Katie was then inspired to share what she does with her community.

“I’ve always been into hiding little things around. My kids would break the tail off a toy dinosaur, and then we’d hide it somewhere on a hike, in a tree,” she says.

She explains that when you make pottery, there’s a lot of excess material that normally would go to waste. Katie brainstormed ways to make use of that clay.

“I started making medium-sized angular houses, and then I realized, ‘Gosh, I could make a lot of small houses out of the scraps of the medium-sized houses I have in front of me.'” And she did, eventually creating what she calls “an insane amount of tiny houses.”

The hunt is on

From there Katie started listing some of those houses on Etsy —  where she has made almost 900 sales — but she still had a remarkable surplus. Ultimately, she thought she’d just leave one someplace, and then that idea caught on.
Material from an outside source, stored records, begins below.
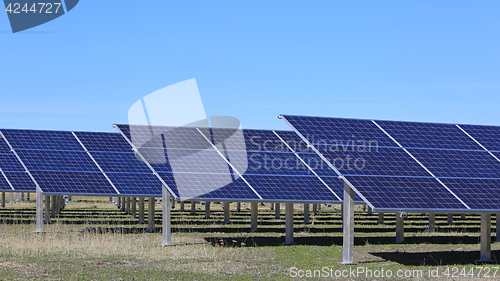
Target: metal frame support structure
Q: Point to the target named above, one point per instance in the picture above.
(39, 210)
(207, 210)
(348, 223)
(151, 214)
(432, 222)
(193, 207)
(141, 210)
(166, 210)
(485, 237)
(288, 223)
(253, 215)
(226, 212)
(134, 207)
(47, 208)
(400, 228)
(380, 218)
(306, 213)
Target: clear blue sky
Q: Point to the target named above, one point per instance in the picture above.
(401, 60)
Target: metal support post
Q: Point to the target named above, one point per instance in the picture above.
(348, 251)
(254, 211)
(400, 228)
(141, 209)
(47, 208)
(134, 207)
(450, 218)
(226, 212)
(39, 210)
(207, 210)
(193, 207)
(380, 218)
(432, 222)
(485, 237)
(151, 214)
(166, 209)
(288, 223)
(306, 213)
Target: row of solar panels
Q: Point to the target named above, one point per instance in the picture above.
(193, 163)
(409, 165)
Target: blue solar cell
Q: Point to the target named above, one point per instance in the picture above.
(4, 147)
(428, 135)
(136, 184)
(104, 141)
(21, 181)
(120, 162)
(35, 139)
(208, 186)
(73, 182)
(383, 161)
(9, 162)
(476, 193)
(487, 136)
(294, 188)
(166, 137)
(458, 163)
(294, 141)
(405, 193)
(340, 132)
(46, 160)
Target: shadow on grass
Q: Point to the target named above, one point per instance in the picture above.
(263, 241)
(435, 258)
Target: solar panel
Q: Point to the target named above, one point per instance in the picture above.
(487, 136)
(338, 131)
(42, 140)
(476, 193)
(428, 135)
(458, 163)
(405, 192)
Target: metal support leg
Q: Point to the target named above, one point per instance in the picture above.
(141, 209)
(306, 213)
(497, 225)
(400, 229)
(226, 212)
(166, 209)
(134, 207)
(151, 214)
(380, 218)
(47, 208)
(485, 237)
(253, 222)
(207, 210)
(348, 251)
(53, 206)
(288, 223)
(39, 210)
(432, 222)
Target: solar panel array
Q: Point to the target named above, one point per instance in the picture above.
(410, 165)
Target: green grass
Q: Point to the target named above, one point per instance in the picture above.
(92, 240)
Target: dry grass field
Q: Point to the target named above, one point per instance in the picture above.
(93, 240)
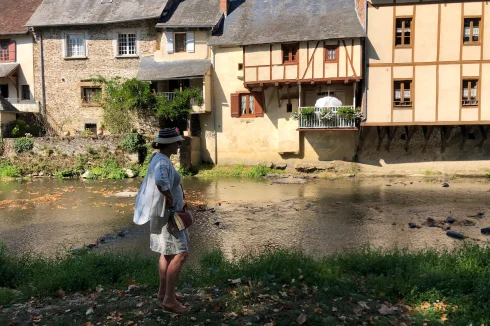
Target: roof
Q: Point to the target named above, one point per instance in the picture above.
(151, 70)
(7, 69)
(192, 13)
(15, 14)
(277, 21)
(6, 106)
(91, 12)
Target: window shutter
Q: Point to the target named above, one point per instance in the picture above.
(235, 105)
(259, 103)
(190, 42)
(12, 54)
(170, 42)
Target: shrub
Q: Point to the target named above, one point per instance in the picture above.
(23, 144)
(19, 129)
(132, 142)
(7, 169)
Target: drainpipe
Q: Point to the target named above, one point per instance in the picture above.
(43, 85)
(213, 107)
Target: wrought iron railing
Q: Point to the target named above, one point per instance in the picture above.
(313, 120)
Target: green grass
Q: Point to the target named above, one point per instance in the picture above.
(457, 281)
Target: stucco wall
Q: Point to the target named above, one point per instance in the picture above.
(437, 62)
(62, 76)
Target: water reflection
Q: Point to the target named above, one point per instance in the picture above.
(320, 217)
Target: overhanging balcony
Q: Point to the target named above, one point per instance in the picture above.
(26, 106)
(332, 117)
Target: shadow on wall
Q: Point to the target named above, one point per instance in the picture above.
(411, 145)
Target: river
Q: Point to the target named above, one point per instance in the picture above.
(49, 217)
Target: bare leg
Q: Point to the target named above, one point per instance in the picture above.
(173, 272)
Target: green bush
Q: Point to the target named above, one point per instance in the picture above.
(19, 128)
(7, 169)
(132, 142)
(23, 144)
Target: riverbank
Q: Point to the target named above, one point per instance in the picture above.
(276, 288)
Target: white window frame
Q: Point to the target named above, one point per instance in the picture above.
(115, 42)
(64, 52)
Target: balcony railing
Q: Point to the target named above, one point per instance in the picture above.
(28, 106)
(314, 120)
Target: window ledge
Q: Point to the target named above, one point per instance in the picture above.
(133, 56)
(76, 58)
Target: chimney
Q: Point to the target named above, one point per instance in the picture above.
(224, 6)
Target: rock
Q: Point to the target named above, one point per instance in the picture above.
(455, 235)
(485, 230)
(280, 166)
(450, 220)
(129, 173)
(126, 194)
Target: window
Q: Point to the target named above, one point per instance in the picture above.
(470, 92)
(471, 30)
(290, 53)
(26, 92)
(75, 45)
(403, 93)
(403, 36)
(89, 94)
(247, 105)
(126, 44)
(180, 42)
(331, 53)
(4, 51)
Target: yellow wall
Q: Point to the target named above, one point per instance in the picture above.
(201, 50)
(311, 62)
(436, 63)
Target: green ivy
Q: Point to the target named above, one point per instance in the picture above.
(132, 142)
(23, 144)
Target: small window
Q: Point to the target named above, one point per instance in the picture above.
(89, 94)
(4, 51)
(470, 92)
(75, 45)
(92, 127)
(180, 42)
(126, 44)
(471, 31)
(290, 53)
(26, 92)
(247, 107)
(403, 36)
(331, 53)
(403, 93)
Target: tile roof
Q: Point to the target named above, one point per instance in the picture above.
(192, 13)
(91, 12)
(276, 21)
(15, 14)
(151, 70)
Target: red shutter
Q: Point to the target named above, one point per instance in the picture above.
(12, 54)
(259, 103)
(235, 105)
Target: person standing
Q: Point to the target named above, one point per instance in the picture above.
(160, 191)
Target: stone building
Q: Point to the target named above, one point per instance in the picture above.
(16, 60)
(78, 40)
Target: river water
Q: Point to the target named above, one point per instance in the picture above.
(240, 216)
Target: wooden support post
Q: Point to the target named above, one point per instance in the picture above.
(427, 134)
(391, 132)
(409, 132)
(464, 136)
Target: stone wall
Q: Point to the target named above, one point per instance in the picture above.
(64, 111)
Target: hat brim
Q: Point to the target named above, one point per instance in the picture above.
(170, 140)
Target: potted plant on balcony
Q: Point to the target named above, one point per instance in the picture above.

Now, she’s frequently approached by people who are thankful that they have randomly stumbled onto one of her creations. Making her art interact with her community guides how she creates.

Katie won’t tell you exactly where to look for her tiny cities, but she will give up some clues

“I typically hide houses downtown —  on windowsills, in trees, between bricks,” Katie says. “I also hide a few outside of the public library every few weeks and along popular hiking trails in the area. I sometimes post hints within my Instagram stories when I hide them, but not always.”

Katie says her inspiration comes from the desire to give joy to the community, and from her own creative impulses.

“I do think that creating these houses seems to bring people a lot of happiness in a very tiny package,” she says. “I like to use splashes of color here and there —  doors, sunshine, rainbow raindrops —  and lots of details to give my tiny houses a big personality.”